Finding a role for students at Trustee Meetings

By Editorial Staff

If you are a student, trustee meetings are kind of like folklore. You hear about the trustees, and you get emails about their meetings, but who they are and what they do is pretty mystical. For a few students though, the trustees are colleagues, if only four times year. Most trustee meetings, believe it or not, usually include student representative. They were invited to committee meetings in March, they went to the 1812 leadership circle in New York in December and a few typically linger on campus just long enough to make it to the June meeting as well. What they do there is unclear, and unfortunately it appears that students do not currently have a role at all.

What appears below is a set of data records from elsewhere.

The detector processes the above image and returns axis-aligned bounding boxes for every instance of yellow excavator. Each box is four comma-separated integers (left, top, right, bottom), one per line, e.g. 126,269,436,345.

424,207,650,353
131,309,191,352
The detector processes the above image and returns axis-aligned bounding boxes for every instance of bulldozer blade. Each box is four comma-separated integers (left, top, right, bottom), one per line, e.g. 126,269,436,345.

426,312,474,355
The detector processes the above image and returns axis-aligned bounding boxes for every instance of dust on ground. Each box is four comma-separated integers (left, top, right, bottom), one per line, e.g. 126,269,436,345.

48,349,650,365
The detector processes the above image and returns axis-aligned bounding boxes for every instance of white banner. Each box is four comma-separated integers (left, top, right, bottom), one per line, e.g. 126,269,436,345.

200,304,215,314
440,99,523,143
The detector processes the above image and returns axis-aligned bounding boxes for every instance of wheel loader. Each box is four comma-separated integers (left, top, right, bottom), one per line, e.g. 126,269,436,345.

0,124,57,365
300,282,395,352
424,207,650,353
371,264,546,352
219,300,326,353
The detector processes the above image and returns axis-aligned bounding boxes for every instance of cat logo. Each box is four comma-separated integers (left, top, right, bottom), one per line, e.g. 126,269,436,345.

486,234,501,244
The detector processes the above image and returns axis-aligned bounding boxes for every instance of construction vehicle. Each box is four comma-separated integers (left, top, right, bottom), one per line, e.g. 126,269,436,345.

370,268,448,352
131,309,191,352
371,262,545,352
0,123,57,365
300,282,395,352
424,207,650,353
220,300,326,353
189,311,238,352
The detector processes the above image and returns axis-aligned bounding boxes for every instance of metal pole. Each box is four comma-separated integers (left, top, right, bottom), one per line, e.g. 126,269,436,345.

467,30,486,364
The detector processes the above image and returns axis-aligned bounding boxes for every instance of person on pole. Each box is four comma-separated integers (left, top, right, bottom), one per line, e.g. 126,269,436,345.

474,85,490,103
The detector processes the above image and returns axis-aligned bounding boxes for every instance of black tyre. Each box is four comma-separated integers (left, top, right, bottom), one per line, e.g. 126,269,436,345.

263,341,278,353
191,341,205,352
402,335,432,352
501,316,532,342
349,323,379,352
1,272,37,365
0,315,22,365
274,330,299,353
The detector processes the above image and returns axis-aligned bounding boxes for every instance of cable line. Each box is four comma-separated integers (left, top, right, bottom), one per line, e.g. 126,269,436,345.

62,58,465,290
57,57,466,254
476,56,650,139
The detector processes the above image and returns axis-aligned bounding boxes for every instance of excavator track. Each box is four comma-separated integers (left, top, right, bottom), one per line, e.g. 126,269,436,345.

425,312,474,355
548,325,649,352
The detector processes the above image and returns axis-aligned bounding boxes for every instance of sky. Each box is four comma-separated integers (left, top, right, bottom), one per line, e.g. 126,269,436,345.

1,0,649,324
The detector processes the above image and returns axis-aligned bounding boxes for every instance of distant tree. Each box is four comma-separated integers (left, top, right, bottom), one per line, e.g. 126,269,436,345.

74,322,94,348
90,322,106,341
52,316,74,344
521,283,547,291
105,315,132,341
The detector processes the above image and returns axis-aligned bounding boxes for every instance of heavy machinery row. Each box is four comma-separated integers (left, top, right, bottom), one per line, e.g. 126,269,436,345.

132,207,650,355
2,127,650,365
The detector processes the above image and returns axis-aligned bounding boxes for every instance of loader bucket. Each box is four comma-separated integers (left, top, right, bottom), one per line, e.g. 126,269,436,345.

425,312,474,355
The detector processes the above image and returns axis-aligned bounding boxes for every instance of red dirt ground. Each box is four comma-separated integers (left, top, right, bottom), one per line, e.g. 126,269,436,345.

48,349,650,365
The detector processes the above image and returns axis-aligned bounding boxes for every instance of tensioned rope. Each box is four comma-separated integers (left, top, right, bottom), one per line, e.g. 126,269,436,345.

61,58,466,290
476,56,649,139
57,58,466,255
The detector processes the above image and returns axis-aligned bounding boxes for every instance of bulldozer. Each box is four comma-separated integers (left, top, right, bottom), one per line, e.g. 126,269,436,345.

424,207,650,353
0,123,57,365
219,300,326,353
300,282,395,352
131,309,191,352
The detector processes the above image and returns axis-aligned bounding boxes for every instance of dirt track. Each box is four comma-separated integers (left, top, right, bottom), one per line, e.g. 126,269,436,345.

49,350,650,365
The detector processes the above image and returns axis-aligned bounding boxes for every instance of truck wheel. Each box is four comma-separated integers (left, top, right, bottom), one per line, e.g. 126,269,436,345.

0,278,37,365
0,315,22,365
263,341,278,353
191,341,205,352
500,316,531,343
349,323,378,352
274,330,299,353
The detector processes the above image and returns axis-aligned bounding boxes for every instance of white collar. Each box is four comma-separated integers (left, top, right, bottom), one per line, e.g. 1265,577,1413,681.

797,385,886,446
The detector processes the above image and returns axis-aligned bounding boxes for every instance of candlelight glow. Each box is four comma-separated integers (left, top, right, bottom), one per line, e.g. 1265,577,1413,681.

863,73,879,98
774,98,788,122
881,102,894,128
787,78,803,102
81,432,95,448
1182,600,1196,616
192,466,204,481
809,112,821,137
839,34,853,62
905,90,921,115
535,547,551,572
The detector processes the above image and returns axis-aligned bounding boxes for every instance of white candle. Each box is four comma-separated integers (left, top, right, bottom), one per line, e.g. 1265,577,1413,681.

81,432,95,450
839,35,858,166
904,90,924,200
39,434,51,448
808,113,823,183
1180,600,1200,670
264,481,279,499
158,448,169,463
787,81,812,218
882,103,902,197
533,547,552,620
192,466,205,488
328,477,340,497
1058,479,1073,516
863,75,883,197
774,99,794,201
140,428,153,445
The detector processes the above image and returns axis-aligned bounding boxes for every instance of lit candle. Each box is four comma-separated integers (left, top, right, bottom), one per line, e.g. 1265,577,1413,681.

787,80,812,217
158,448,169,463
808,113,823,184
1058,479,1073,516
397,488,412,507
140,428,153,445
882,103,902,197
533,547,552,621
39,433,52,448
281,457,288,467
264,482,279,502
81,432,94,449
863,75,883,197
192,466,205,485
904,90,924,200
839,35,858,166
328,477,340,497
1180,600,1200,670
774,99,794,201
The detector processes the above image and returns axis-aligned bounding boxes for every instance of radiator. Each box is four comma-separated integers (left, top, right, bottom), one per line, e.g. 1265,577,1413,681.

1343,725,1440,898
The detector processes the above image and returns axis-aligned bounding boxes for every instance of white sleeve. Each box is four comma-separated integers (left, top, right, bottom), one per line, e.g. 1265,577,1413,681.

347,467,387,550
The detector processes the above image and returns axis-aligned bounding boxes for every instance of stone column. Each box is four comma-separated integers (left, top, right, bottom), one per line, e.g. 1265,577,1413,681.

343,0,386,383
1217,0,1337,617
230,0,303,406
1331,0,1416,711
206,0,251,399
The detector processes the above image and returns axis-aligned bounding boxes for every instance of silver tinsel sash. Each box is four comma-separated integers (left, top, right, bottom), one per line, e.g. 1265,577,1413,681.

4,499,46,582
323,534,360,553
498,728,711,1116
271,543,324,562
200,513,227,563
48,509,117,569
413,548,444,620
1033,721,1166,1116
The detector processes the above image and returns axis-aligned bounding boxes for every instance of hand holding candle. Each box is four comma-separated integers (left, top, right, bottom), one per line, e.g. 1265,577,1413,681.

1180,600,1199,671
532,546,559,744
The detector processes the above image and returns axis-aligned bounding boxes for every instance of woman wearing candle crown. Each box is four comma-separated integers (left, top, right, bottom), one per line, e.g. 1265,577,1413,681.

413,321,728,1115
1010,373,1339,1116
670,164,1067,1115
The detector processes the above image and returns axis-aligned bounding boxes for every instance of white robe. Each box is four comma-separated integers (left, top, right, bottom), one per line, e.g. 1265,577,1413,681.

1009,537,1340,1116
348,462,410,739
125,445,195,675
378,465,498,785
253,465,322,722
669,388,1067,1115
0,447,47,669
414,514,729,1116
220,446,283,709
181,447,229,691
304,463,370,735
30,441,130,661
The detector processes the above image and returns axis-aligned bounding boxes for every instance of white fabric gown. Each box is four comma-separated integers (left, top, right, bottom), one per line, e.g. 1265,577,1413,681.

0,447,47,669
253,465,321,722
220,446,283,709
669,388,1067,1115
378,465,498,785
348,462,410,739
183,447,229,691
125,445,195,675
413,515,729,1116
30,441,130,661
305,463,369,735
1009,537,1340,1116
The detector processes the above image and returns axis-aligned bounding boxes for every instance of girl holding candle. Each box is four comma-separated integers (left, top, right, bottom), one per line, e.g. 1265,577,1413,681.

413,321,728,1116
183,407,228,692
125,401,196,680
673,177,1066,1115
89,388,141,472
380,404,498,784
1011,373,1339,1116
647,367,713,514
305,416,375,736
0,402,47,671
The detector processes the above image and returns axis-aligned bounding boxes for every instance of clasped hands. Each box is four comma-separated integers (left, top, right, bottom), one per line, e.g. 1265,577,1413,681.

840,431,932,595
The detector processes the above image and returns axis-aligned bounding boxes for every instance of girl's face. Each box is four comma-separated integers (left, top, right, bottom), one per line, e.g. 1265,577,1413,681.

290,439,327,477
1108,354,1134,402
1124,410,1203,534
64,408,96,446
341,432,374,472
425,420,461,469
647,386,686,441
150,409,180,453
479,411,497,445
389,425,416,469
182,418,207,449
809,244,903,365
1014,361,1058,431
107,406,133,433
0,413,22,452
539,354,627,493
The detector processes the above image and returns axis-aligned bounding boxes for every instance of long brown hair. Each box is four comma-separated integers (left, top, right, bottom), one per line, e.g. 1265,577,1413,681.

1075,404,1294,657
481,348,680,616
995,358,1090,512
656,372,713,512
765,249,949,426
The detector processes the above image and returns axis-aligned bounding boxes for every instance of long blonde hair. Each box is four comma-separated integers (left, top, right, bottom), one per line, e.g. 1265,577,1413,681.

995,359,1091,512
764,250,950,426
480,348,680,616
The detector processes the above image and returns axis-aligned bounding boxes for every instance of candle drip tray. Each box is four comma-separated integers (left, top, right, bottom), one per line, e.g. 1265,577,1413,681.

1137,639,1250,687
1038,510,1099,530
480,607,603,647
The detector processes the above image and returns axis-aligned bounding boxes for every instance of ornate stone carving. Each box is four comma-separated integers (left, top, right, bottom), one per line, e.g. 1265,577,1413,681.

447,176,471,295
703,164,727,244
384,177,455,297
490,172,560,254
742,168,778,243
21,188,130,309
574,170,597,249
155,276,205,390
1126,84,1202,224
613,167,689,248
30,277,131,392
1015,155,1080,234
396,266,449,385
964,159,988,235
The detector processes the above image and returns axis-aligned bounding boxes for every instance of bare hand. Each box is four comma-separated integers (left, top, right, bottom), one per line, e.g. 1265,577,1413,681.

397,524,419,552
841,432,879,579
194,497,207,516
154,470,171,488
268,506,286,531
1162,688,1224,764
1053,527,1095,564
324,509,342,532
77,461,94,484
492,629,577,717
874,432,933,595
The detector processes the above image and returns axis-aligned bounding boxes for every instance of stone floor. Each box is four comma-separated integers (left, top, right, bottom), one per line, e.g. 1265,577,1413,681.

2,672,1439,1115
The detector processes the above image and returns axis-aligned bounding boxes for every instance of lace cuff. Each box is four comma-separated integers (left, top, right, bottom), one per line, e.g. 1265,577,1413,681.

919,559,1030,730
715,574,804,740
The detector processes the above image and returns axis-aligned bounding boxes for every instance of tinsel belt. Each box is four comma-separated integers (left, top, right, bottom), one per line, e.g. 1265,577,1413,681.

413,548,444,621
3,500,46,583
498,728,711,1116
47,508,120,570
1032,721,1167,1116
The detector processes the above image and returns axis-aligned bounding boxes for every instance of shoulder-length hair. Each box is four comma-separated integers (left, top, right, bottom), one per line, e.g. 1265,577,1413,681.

After March’s meeting members of Student Assembly who attended the committees meetings commented on how they were at best left alone at the meetings and at worst literally not offered a seat at the table. Their presence felt symbolic and hollow, a phony gesture to fulfill some well-intended resolution. Trustees did not ask them many questions, and most of the members felt unwelcome to comment on the matters at hand. It is hard to know whom to pin this disconnect on, but it is impossible to say it does not exist. However, while this half-hearted charade is problematic, maybe it has a lesson. The Board of Trustees have committees on Budget and Finance; Admission; Student Affairs; Honorary Degrees; Buildings, Grounds and Equipment; Planning; and Instruction all things that are vitally important to running a college, but not necessarily pertinent to students’ lives.

While the invited members of Student Assembly felt ignored, they also seemed out of place. Can students really add value to conversations about the budget? Do they have the knowledge to contribute to a conversation on development? It is unclear if students could have a productive role in these meetings. At no fault of our own, these subjects exceed our expertise.

That said, students could be a vital resource elsewhere. Unlike the trustees, we all live and work here, giving us privileged insight on certain issues. Who other than a student can speak to student affairs? Who better than a resident can speak to the quality of our facilities? We have specific worth in these committees, but sadly the trustees seem to be squandering a valuable resource when it is right in the room with them. We at The Spectator do not pretend to know how to run a college, but we do know that when you want information you have to have a good source. Students can be useful, informative tools at trustee meetings in the future, but it will require that the trustees discern what advantages we have, and how they can use our perspectives to improve the college collectively going forward.